Though I was being lazy to post recipes online of late, I am very much keeping myself busy in the quicknhealthy kitchen :-). This Thanksgiving season, I decided to go a little extravagant to make two desserts. One was the most trending dessert of the season from NYT, Cranberry Curd Tart. For the second one I wanted to stick with my favorite TG dessert ingredient, our local Pumpkin. I also wanted to bring an Indian touch to my dessert (no surprise there!). That is how this classic 'Pumpkin Barfi Pie' originated. The quick baked crust is flour-less, gluten-free, dairy-free and vegan. The filling made on stove top is dairy-free, vegan and sweetened with just enough cane sugar. It can be substituted with coconut sugar or other choice of sweeteners, I just used unrefined cane sugar so that my bright yellow pumpkin color is retained in the dessert. 



Ingredients:
For the crust:
  • Almond powder - 1 cup (3/4 cup almonds ground in a coffee grinder of dry blender)
  • Dried shredded coconut - 3/4 cup 
  • Dates - 4-6 
  • Fresh ginger  - 1 inch 
  • Virgin coconut oil - 2 Tbs 
For the barfi filling:
  • Pumpkin - 4 cups (Grated and packed) 
  • Dried shredded coconut - 2 cups
  • Organic unrefined cane sugar - 1 - 11/4 cups 
  • Cardamom - 6-8 (skinned and powdered)
Directions:
For the crust:
  • Preheat oven to 350 deg F
  • Process all ingredients in a food processor until moistened and well combined. It should form sort of a stiff 'dough'.
  • Press the 'dough' into and up the sides of a 9-inch pie dish. (I used a tart pan instead of a pie pan) 
  • Bake for about 10 minutes or until golden. Let the crust cool down completely. 
For the barfi filling:
  • Prepare the pumpkin: I used a variety called Orange Hubbard, but any variety of sugar pumpkin will work fine. Cut it into 1/2 and remove core and seeds. Cut into 3'' to 4'' pieces, remove skin. Grate using a vegetable grater. Measure 4 cups packed. 

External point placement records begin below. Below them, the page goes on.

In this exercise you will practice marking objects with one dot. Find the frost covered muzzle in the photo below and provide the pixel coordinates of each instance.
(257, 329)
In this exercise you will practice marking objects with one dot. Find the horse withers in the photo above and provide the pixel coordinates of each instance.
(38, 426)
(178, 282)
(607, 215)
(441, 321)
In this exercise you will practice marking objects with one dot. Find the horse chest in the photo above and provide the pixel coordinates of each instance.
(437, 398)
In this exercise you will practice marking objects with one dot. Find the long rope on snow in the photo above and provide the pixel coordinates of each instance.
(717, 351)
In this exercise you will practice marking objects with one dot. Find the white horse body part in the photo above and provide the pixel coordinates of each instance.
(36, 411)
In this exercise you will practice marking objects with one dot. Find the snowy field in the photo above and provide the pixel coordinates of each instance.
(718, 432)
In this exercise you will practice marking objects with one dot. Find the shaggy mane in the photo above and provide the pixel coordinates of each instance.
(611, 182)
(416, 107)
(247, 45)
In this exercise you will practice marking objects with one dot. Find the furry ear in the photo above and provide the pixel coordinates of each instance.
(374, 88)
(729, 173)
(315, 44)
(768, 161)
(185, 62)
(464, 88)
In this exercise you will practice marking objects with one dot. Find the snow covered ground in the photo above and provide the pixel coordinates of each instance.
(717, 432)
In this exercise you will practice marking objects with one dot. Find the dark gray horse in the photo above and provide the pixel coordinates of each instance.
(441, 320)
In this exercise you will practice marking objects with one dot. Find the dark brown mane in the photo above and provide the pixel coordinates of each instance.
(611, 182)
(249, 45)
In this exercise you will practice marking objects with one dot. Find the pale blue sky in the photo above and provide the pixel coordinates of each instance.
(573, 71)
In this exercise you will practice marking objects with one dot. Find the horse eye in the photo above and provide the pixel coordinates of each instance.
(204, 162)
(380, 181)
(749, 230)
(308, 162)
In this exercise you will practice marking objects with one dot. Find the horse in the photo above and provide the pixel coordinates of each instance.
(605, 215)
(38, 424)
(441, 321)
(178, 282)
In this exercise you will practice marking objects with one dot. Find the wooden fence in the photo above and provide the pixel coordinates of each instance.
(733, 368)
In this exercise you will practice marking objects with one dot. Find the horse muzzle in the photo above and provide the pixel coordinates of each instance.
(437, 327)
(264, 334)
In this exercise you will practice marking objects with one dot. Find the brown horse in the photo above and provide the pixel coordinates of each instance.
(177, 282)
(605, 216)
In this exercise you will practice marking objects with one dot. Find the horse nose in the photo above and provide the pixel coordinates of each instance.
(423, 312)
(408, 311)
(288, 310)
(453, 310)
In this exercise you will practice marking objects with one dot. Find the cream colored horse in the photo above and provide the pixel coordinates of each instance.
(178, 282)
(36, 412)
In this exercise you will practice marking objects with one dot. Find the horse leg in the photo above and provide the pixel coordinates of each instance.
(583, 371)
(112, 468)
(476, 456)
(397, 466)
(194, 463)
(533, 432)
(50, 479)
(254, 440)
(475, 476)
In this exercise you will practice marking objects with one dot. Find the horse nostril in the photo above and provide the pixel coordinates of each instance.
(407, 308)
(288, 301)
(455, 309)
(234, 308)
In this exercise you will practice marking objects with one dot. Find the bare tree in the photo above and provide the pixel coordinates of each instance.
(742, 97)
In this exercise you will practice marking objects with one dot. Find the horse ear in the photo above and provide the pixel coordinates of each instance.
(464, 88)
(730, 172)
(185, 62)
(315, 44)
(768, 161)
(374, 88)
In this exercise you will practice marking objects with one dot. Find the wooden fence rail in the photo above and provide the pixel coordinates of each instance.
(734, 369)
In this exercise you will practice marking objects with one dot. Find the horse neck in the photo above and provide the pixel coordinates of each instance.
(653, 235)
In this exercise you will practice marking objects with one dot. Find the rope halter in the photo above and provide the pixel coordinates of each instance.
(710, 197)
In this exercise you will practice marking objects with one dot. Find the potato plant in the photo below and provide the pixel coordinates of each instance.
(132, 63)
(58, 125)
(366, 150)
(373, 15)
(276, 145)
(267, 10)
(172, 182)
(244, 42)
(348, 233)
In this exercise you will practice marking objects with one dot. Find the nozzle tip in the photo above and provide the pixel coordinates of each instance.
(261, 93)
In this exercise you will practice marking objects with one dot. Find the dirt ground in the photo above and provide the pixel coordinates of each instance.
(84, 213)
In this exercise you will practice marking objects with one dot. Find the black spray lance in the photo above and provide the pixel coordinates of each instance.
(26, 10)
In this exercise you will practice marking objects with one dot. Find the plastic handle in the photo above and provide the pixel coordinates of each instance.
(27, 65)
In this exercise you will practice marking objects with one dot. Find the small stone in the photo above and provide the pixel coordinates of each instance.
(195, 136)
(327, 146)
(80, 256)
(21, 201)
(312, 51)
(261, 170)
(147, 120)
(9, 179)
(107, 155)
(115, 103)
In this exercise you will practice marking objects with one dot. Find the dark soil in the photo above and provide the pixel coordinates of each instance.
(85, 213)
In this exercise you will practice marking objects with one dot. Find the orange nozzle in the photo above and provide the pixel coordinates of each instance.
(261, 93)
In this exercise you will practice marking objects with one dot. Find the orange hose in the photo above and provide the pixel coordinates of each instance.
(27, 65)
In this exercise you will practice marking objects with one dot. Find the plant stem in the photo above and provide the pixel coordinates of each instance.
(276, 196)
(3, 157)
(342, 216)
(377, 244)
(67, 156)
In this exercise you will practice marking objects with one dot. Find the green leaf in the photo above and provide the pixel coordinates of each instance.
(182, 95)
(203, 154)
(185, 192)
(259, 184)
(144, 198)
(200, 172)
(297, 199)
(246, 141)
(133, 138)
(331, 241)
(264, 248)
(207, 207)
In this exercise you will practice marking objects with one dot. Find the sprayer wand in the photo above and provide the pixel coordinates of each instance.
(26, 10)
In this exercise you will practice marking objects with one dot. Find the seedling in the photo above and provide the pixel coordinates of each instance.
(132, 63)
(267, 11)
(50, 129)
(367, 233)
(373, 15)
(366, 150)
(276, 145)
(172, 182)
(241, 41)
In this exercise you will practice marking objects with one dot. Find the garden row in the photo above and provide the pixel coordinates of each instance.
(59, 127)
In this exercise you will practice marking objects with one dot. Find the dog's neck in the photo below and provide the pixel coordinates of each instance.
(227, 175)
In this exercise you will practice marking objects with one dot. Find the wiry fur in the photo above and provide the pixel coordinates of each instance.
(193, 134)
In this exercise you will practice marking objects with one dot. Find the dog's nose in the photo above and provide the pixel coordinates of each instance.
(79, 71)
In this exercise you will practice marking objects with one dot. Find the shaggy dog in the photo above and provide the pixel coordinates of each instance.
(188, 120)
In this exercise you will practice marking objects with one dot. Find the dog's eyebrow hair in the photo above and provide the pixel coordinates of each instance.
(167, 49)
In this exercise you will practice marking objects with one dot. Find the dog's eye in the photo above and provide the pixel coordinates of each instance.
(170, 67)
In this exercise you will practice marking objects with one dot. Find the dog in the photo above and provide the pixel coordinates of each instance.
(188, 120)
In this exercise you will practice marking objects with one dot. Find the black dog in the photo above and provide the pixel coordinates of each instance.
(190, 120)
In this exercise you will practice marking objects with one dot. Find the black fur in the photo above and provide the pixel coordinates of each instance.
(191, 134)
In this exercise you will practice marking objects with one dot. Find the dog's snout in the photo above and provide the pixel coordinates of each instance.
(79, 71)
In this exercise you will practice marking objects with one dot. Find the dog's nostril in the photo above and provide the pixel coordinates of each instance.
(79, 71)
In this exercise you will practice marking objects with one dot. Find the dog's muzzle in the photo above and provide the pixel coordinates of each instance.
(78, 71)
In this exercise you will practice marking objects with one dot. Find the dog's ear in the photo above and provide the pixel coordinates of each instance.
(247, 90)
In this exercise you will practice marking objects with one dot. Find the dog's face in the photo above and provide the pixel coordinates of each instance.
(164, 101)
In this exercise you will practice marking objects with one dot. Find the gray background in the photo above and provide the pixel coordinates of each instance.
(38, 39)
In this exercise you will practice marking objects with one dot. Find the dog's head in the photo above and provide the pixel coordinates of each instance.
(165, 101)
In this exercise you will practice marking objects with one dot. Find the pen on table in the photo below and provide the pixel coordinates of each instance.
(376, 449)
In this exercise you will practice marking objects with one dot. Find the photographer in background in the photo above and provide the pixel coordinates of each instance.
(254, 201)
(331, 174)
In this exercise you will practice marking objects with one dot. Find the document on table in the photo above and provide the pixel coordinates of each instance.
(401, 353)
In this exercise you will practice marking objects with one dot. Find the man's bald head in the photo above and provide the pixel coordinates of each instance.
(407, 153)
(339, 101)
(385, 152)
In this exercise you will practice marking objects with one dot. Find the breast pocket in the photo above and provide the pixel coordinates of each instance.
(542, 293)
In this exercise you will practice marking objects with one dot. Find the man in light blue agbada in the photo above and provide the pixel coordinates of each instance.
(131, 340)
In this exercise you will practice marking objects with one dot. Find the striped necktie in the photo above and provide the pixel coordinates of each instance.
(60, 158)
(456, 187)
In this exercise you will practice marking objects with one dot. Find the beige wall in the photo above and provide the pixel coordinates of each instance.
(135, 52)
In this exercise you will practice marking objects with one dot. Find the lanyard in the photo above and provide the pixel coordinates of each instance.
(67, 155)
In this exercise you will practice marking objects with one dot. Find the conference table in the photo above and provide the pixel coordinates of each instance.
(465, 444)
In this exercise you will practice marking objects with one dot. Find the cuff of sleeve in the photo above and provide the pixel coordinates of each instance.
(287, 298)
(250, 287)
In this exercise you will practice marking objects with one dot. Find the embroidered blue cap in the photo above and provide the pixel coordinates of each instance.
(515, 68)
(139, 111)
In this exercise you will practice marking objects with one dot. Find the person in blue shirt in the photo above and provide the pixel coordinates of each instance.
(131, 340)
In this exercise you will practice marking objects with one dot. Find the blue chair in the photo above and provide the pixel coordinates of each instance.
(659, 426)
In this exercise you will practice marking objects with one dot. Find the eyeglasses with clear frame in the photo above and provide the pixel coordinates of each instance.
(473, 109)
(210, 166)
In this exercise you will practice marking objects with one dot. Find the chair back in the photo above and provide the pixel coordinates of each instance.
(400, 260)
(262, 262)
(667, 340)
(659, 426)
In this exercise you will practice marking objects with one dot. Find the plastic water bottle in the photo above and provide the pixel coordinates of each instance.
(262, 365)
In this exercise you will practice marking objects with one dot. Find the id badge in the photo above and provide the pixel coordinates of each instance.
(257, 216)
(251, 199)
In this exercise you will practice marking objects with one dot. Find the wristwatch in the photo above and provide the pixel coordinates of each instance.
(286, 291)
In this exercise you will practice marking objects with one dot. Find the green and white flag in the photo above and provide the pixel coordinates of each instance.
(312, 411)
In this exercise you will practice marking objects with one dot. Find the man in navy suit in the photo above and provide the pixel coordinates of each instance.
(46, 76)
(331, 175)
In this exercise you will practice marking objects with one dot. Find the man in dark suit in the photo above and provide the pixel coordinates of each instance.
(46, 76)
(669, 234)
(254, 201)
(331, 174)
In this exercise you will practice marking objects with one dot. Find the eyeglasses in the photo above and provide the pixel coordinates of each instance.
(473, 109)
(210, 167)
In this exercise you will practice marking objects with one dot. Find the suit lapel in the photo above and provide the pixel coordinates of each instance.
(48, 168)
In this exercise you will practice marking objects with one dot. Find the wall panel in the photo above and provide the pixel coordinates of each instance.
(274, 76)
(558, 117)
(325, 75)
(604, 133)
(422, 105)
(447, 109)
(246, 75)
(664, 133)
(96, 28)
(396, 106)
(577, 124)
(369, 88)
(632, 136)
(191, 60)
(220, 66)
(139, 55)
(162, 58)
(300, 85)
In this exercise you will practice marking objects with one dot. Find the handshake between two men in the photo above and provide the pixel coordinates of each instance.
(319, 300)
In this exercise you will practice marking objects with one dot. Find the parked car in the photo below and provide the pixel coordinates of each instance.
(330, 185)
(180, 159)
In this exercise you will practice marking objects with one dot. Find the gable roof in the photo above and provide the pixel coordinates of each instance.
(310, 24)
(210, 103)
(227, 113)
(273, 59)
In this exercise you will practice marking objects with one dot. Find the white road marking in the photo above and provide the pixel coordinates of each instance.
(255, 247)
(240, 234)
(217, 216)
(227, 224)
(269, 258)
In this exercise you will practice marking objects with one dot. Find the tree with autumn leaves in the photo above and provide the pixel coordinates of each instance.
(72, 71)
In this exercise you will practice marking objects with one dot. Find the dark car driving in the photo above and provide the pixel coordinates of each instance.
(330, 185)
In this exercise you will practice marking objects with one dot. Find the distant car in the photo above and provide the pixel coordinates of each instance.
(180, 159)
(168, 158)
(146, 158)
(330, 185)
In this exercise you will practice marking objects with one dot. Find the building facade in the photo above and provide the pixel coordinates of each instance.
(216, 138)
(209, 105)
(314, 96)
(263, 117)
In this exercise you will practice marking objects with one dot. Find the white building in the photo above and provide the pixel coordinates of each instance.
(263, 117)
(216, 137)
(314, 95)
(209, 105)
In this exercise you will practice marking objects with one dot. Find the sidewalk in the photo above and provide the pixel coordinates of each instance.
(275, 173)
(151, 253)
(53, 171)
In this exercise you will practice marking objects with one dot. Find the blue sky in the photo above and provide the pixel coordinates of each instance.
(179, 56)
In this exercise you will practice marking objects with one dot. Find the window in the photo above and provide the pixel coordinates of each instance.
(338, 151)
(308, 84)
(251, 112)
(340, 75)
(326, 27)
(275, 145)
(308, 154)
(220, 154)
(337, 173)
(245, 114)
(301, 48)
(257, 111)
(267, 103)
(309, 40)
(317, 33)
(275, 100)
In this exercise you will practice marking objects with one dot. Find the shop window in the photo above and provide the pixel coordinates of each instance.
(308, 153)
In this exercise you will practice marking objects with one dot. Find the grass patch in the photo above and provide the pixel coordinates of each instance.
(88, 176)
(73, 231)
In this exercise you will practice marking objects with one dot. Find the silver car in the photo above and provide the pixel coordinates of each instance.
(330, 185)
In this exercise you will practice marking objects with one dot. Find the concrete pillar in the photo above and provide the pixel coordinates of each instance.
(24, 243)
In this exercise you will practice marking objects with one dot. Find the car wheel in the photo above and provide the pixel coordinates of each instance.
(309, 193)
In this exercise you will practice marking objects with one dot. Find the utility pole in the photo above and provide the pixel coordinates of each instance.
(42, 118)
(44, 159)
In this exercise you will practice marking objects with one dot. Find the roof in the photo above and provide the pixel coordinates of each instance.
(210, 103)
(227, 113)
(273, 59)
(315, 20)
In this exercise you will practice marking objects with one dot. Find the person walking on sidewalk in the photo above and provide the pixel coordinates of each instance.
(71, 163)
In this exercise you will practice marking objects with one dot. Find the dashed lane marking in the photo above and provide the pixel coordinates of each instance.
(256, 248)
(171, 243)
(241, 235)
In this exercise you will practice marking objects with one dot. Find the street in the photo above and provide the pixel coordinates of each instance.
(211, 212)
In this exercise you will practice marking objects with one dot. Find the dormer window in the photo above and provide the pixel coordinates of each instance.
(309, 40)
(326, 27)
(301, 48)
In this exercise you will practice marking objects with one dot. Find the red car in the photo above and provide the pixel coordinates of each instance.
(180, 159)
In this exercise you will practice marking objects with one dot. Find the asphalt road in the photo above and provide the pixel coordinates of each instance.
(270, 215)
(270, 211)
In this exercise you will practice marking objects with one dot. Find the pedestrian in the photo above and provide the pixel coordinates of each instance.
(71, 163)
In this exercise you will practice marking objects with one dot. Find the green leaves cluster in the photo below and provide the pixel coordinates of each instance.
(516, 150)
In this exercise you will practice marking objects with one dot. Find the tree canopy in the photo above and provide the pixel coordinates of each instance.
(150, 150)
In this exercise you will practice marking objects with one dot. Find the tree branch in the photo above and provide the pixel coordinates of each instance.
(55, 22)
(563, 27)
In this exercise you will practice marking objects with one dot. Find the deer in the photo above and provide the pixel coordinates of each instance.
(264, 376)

  • Start cooking on a heavy bottom pan on medium heat, after 3-4 minutes, the pumpkin will start releasing liquid. Add coconut and continue cooking, stirring frequently taking care not to burn. 
  • In about 15-20 minutes, pumpkin should be cooked and soft. Add sugar and cardamom powder and continue cooking. 
  • Cook till all liquid is absorbed and everything starts to leave from the edges of the pan. 
  • Remove from flame and let it cool down. Once cooled down, fill in the prepared crust by pressing down evenly as you go. Smooth the surface evenly and store at room temperature for up to 2 days. Serve at room temperature. 
  • Any leftovers can be refrigerated up to 2 weeks.When serving warm in 200 deg oven for 5-10 minutes to soften.